The HP system tracks the time and date each tagged asset is removed from the rack. This, combined with the inventory data, could make it easier for Meijer to comply with the credit-card industry’s requirements for asset accountability. “We already have multiple layers of security,” Osbeck explains, “but this would give more specific data about the security of racks. We could show that a rack has not been opened in the last 60 days.” If the servers in those racks hold credit card data, that’s valuable information, he says.
Data generated from the HP asset-tracking solution can be linked into asset-management software, such as that made by Peregrine Systems, which HP acquired last year. According to Brignone, HP Labs is currently developing application program interfaces (APIs) allowing so that end users will be able to link the asset-tracking system to other types of capital-asset inventory systems.

HP has been developing RFID-based, real-time IP asset-tracking systems for several years. In October 2004, the company described one such prototype application—the Smart Rack—that used thermal sensors and high-frequency RFID readers to identify and monitor the temperature of servers sitting in large metal server cabinets (see HP Kicks Off U.S. RFID Demo Center). One reader was mounted on each server cabinet, with 14 separate antennas configured on the server door to read the 13.56 MHz tag attached to each server in the cabinet. There were also five or six thermal sensors, wired to the cabinet door and linked to the reader, to monitor the temperature of the servers in the cabinet.
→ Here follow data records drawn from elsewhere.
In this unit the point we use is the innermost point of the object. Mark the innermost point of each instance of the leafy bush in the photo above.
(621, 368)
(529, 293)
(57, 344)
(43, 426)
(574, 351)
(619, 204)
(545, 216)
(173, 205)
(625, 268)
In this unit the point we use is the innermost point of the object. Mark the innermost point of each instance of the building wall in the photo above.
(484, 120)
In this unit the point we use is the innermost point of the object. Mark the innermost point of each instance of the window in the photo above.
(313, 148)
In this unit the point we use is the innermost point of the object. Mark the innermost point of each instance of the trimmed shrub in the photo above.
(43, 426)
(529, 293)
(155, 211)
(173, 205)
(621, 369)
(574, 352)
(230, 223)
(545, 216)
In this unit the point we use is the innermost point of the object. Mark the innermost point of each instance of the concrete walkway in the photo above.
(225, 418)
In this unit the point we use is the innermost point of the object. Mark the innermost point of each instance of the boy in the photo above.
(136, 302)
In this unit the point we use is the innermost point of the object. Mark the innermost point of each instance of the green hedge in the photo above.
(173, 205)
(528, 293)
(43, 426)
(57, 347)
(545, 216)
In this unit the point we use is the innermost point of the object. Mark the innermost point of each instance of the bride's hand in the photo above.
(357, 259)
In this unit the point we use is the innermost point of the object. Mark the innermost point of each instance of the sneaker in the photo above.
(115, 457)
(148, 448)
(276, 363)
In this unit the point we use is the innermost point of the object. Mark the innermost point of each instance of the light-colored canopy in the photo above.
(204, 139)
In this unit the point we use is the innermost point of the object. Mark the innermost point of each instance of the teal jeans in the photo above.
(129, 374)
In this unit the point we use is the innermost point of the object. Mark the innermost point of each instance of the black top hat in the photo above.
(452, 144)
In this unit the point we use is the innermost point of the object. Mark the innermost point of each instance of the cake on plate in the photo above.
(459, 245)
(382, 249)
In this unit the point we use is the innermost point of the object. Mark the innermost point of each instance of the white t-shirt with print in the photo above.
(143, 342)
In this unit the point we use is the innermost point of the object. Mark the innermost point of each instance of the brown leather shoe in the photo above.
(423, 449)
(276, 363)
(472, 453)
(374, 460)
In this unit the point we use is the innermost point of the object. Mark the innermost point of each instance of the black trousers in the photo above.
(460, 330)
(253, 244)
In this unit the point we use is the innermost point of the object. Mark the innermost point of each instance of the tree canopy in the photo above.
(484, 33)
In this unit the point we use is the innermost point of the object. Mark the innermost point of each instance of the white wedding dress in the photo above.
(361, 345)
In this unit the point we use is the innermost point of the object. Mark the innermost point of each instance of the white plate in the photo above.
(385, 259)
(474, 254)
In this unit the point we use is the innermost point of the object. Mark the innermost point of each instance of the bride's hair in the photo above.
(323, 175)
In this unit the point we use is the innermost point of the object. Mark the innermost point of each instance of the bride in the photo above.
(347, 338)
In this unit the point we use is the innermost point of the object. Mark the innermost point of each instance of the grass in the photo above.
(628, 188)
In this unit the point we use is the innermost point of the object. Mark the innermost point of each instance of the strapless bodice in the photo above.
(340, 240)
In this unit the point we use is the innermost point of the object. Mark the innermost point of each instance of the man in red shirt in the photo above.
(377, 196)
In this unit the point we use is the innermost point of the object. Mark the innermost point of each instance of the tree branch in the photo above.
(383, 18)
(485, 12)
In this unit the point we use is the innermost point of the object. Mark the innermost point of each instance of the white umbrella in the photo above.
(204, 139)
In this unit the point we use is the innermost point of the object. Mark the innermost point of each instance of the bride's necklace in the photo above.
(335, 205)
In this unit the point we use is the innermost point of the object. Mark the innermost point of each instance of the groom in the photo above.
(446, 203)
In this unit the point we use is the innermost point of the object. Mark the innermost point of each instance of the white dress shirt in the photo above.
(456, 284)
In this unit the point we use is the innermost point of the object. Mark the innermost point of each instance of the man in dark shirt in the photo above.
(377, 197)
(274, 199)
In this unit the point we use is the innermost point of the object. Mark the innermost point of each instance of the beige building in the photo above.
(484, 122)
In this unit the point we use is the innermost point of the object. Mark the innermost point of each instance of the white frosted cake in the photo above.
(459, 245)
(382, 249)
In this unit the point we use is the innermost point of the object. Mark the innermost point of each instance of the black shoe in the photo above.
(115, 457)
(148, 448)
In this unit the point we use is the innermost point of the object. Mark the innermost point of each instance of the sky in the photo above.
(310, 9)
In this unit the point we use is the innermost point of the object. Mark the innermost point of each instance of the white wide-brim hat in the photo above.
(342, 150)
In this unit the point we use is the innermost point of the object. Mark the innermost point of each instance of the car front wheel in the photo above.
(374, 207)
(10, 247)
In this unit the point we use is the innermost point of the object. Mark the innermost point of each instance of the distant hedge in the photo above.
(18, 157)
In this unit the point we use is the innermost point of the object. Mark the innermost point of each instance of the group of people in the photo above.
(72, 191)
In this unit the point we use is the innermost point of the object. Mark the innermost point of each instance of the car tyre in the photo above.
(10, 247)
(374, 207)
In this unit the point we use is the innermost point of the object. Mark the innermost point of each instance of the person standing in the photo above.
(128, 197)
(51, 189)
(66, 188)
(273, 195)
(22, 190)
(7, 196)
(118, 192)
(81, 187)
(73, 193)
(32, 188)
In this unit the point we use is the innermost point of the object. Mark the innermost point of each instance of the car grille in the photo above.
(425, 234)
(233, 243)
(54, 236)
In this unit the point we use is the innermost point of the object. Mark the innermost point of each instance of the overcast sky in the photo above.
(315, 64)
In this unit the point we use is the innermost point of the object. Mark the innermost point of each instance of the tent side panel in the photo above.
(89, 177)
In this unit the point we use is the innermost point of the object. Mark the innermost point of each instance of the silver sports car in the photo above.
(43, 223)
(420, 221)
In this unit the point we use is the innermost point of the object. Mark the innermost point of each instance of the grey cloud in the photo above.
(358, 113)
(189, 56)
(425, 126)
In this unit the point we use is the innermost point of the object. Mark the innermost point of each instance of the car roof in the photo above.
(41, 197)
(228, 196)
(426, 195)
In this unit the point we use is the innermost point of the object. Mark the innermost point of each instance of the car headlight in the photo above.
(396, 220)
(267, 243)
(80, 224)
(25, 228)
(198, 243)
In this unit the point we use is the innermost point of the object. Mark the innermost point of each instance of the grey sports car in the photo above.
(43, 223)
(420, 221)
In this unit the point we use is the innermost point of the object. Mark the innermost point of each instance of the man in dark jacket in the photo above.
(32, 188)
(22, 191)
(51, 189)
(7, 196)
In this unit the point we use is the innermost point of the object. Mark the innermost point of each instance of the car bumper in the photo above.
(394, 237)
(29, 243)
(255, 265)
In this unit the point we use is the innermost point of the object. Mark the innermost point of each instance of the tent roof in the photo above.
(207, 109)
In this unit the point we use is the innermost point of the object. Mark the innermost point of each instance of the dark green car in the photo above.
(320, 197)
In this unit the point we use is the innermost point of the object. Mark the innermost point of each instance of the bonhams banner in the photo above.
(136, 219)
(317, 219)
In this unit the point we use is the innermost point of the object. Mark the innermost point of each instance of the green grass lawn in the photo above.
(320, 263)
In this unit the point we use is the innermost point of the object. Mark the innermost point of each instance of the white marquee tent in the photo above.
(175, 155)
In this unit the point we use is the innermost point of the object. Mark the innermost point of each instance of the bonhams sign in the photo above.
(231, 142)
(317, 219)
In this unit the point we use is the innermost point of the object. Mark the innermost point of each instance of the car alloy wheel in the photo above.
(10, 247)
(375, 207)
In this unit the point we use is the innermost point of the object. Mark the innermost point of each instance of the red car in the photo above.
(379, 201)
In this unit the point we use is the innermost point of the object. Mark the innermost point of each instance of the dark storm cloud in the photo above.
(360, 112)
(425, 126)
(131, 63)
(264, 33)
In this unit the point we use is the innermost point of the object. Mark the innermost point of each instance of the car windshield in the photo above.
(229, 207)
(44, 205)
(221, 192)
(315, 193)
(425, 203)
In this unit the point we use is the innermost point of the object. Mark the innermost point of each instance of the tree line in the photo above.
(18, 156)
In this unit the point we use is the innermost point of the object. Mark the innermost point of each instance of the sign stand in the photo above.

The readers in the Smart Rack were networked and the collected data was converted into two-dimensional graphics, viewed through a monitor displaying an inventory of the cabinets and a temperature profile of each cabinet, in real time. When networked with portal readers and contactless employee badge cards, the application could indicate, for example, when a server is removed from the server area, and by which employee. Abnormally high temperature readings could also alert IT staff to problems with specific servers.

In 2004, Salil Pradhan, chief technologist for HP’s RFID program at that time, said the Smart Rack application would likely be the first RFID research project under development at HP Labs to become a commercial product, possibly by the end of 2005. However, such commercial release never took place.